May 12, 2010

The Peace Movement is Dead - Long Live War

During our Thanksgiving visit to my sister in Florida, we saw few signs on her giant TV screen of a caring society. Very little was reported on the 900-plus channels about the wars on the other side of the globe and their horrendous toll of human suffering. Afghanistan and Iraq were blips on the screen - and on radio dials as well - compared to the massive coverage of Tiger Woods' marital problems.

No one cares. Not the media. Not the man and woman in the street. And certainly not those Tea Partiers who are livid about Big Government spending - except if the money is poured into endless wars. Tea Partiers know where to draw the lines on penny-pinching; you'll never hear them citing facts like these from writer/activist David Swanson:

"We spend more on the military and wars than we spend on everything else combined, more than all other nations on earth spend on their militaries combined, and many times what all conceivable enemies spend on their militaries combined. And we call this "defense". Are you sure that's what it is? Why do other nations stay safer than ours without building military bases all over the world and without impoverishing themselves?"

Corporations, he writes, "run our economy and manage our systems of communication. They own the two major political parties. They have built a private military. They loot the U.S. Treasury at will. And they have become unassailable. Those who decry the corporate coup are locked out of the national debate. . . "
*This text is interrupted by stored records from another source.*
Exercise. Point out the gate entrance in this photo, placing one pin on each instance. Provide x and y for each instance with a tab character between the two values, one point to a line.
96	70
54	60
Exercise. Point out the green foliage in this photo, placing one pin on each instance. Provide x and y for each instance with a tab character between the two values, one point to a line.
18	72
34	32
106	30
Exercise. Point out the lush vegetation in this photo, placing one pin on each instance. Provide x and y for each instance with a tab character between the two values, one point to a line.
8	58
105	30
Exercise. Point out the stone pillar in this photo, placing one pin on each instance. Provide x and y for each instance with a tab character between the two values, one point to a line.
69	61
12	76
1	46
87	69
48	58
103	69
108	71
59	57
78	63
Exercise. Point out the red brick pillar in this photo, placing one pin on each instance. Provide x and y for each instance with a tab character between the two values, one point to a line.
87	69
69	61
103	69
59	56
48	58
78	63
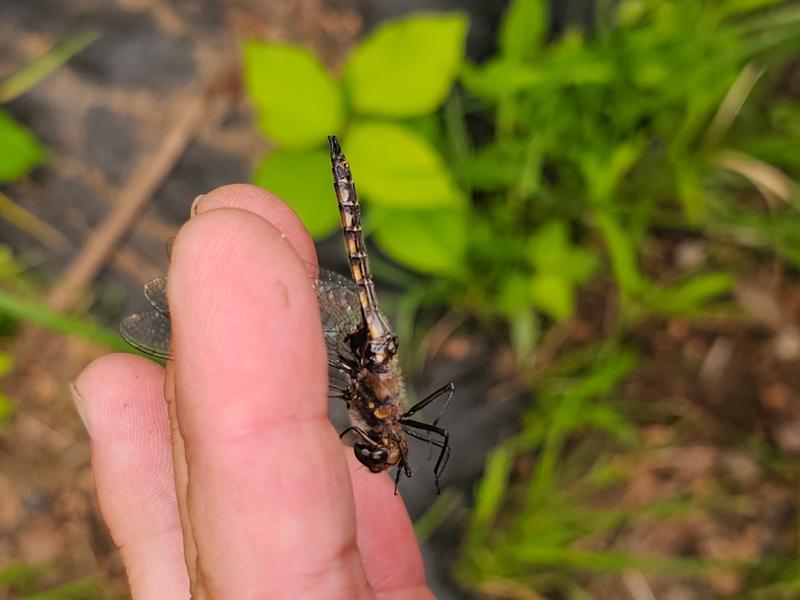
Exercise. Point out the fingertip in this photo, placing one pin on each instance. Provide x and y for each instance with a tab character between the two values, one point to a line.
106	388
383	522
244	309
269	207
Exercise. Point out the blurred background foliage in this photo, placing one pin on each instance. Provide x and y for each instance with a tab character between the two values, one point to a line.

That kind of talk certainly gets Swanson locked out of the national debate while corporate mouthpieces like Rush Limbaugh, Sean Hannity and Pat Buchanan, to name a few, are all over TV and radio. At public television, Bill Moyers has retired and his replacement makes it clear there will be no more rocking of conservative boats.

The Peace Movement is dead, declares Chris Hedges, author and former New York Times correspondent, from his tiny corner of the web at TruthDig.
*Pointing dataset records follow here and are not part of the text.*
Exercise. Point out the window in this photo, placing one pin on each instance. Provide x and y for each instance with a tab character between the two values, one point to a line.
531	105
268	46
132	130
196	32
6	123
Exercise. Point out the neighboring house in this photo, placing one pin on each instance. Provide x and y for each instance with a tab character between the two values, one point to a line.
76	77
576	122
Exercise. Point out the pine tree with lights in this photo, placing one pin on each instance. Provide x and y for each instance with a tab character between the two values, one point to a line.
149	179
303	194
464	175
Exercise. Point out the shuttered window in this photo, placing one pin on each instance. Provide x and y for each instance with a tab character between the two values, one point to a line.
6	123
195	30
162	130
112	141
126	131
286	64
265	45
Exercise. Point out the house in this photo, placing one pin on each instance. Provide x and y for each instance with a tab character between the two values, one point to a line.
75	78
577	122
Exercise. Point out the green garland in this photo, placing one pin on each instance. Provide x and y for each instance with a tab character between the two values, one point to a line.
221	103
"We are approaching a decade of war in Afghanistan, and the war in Iraq is in its eighth year. Hundreds of thousands of Iraqis and thousands more Afghans and Pakistani civilians have been killed. Millions have been driven into squalid displacement and refugee camps. Thousands of our own soldiers and Marines have died or been crippled physically and psychologically. We sustain these wars, which have no real popular support, by borrowing trillions of dollars that can never be repaid, even as we close schools, states go into bankruptcy, social services are cut, our infrastructure crumbles, tens of millions of Americans are reduced to poverty, and real unemployment approaches 17 percent. Collective, suicidal inertia rolls us forward toward national insolvency and the collapse of empire. And we do not protest. The peace movement, despite the heroic efforts of a handful of groups such as Iraq Veterans Against the War, the Green Party and Code Pink, is dead. No one cares."

He means, of course, the vast majority doesn't care. Because he cares, and so do I.